A 2011 Interview With Neil Armstrong

UPDATE: I’m aware the video is no longer available. I will be looking for an alternateive source. If I do not find one, this article will stay in this state until such a time as I do.

48 Years ago today, on July 20th, 1969, Neil Armstrong and Buzz Aldrin landed on the Moon as part of the Apollo 11 mission. There is a massive amount of information I could share about this event, and of course I’m saving much of it for the 2019 50th anniversary, so that will just have to wait.

What I will share today, though, while I have an opportunity, is this interview with Neil Armstrong from 2011, filmed about a year before his death, where he discusses some of his life, his military career, and most critically a synopsis of the Apollo program leading up to his mission.
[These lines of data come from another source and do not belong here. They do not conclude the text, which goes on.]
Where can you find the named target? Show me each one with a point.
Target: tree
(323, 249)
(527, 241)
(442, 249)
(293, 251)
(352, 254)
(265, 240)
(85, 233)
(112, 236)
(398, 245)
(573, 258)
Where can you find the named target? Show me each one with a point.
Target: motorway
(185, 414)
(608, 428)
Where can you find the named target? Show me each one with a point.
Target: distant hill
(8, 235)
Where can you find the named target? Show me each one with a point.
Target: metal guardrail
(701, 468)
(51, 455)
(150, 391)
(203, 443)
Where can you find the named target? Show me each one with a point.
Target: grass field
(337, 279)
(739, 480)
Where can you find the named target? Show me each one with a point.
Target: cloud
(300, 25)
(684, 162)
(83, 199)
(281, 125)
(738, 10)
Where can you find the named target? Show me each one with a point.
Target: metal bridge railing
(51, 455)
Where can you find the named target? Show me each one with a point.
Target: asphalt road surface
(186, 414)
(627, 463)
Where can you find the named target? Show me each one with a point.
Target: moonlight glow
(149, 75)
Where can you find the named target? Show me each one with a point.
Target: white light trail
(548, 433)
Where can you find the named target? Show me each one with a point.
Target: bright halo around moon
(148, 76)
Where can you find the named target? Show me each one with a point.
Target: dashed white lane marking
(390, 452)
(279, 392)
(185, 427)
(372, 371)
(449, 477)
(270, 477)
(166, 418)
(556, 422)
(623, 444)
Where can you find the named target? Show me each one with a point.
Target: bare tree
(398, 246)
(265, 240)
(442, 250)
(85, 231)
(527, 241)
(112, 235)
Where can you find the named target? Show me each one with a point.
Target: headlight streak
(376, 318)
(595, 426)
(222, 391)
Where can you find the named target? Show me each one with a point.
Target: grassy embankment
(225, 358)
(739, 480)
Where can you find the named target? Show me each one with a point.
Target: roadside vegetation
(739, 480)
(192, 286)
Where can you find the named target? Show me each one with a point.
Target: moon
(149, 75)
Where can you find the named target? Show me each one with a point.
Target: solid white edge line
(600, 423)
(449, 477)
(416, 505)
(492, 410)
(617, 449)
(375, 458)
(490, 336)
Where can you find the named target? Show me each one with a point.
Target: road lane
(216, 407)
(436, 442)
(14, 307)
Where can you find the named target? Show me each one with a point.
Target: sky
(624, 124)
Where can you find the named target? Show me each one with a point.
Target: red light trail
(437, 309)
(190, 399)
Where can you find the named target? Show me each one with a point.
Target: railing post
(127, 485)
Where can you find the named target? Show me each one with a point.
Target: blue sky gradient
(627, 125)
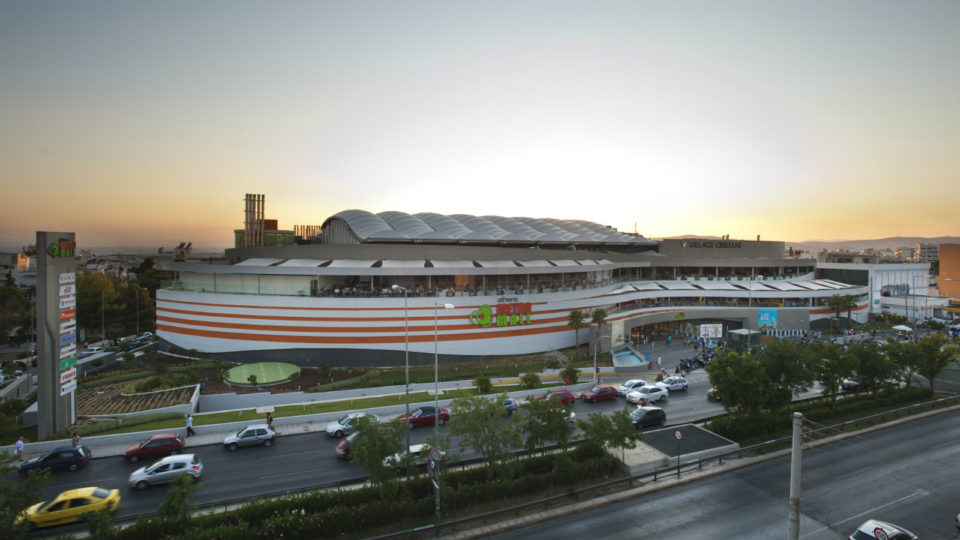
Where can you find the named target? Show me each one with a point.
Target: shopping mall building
(373, 285)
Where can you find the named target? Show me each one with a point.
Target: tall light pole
(406, 353)
(436, 399)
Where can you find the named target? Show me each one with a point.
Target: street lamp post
(436, 400)
(406, 353)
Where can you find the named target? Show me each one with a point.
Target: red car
(599, 393)
(424, 416)
(157, 446)
(566, 397)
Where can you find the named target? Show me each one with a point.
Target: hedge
(330, 513)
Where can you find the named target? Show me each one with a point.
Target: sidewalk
(114, 445)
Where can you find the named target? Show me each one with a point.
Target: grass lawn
(251, 415)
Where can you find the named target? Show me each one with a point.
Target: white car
(630, 386)
(673, 384)
(345, 425)
(420, 453)
(648, 393)
(872, 529)
(165, 470)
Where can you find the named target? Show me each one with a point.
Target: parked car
(424, 416)
(644, 417)
(599, 393)
(851, 385)
(343, 447)
(346, 424)
(418, 452)
(64, 458)
(70, 506)
(251, 435)
(647, 393)
(673, 384)
(630, 386)
(166, 470)
(868, 531)
(157, 446)
(566, 397)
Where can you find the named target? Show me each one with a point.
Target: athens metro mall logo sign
(506, 314)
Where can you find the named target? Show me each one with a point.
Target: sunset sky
(145, 123)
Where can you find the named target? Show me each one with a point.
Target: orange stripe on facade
(350, 340)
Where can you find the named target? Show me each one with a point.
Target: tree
(832, 366)
(17, 495)
(374, 443)
(840, 303)
(598, 316)
(873, 368)
(905, 354)
(787, 366)
(481, 426)
(740, 380)
(548, 420)
(934, 355)
(575, 321)
(615, 430)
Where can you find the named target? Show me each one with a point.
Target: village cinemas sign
(712, 244)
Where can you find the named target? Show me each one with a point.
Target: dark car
(566, 397)
(425, 416)
(64, 458)
(600, 393)
(644, 417)
(158, 446)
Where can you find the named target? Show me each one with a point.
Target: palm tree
(597, 316)
(575, 321)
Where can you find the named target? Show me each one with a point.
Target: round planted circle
(267, 373)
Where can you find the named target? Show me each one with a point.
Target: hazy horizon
(145, 123)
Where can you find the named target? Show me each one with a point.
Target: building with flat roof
(380, 283)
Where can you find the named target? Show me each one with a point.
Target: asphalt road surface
(905, 475)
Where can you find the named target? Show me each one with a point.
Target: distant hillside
(879, 243)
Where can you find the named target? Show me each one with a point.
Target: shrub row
(741, 427)
(112, 377)
(330, 513)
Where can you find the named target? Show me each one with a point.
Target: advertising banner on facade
(767, 318)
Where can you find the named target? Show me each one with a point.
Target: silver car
(251, 435)
(165, 470)
(346, 424)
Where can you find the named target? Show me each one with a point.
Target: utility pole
(793, 529)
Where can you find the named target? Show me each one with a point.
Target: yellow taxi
(70, 506)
This of course includes the Apollo 1 fire, the story of why Apollo 8 went around the Moon as it did, and the eventual decision that Apollo 11 would be the first attempt at a lunar landing.

Details of how it was to fly in the Saturn V, what the actual act of flying to the Moon is like, the landing and the return, and the troubles of living in space – things you don’t think about, but things that hearing about them from the people who lived it make the events more vivid to imagine.
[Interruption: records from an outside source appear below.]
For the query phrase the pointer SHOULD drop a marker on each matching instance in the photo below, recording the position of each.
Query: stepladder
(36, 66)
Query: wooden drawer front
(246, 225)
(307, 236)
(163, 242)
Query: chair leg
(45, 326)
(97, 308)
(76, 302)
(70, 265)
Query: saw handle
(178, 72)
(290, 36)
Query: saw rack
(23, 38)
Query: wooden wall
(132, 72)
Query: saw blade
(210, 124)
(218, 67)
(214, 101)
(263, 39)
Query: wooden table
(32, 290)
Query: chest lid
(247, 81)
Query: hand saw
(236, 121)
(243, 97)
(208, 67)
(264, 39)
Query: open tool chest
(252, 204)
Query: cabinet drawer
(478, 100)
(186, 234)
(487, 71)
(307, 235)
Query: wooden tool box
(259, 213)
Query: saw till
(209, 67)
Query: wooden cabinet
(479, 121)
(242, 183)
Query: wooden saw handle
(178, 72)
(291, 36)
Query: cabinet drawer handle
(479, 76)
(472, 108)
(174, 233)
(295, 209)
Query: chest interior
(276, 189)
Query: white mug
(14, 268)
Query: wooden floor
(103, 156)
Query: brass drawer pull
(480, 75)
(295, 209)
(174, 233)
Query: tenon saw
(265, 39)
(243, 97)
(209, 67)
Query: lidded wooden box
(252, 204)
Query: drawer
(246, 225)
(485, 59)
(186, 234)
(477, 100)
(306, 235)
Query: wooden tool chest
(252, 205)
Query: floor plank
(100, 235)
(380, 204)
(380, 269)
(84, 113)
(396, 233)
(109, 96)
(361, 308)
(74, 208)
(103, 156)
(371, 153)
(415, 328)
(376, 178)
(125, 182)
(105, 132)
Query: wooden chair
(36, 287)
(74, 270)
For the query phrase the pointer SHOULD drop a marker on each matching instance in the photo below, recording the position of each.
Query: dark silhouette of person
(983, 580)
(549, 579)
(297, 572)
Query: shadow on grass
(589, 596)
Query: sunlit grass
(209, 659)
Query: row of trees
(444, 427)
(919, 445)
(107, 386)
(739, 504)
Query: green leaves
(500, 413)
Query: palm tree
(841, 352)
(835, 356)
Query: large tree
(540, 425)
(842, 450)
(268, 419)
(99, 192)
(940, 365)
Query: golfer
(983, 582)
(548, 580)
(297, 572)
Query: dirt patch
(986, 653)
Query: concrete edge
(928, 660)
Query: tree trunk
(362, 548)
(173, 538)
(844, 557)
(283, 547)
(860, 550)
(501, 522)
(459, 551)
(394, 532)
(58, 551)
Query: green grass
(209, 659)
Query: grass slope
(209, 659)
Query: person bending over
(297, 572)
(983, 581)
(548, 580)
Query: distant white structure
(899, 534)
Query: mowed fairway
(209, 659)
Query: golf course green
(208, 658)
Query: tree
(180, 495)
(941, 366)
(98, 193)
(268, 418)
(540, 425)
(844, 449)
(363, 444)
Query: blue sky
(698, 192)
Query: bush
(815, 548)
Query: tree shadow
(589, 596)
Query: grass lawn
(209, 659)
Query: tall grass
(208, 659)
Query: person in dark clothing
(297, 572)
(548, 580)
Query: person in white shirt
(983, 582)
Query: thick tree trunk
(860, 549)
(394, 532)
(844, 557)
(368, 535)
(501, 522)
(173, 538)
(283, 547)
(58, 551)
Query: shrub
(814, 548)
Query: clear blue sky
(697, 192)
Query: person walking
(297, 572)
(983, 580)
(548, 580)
Towards the end is Neil narrating video of the landing synced with modern imagery of the Moon and the Apollo 11 landing site. It’s fascinating to watch and hear him discuss, as well as compare the modern imagery to the 1969 film taken from the Lunar Module.

In the end Neil talks about the future path NASA is taking, but only vaguely – this is back when the Constellation program was still underway, before the change to the SLS and modern Orion program, but that’s another story.

On a final note, I love the commentary the interviewer, Alex Malley, makes at the end of the interview. It seems he, like so many others who care about the “golden age” of space travel see it the right way – as humans accomplishing these goals for humanity.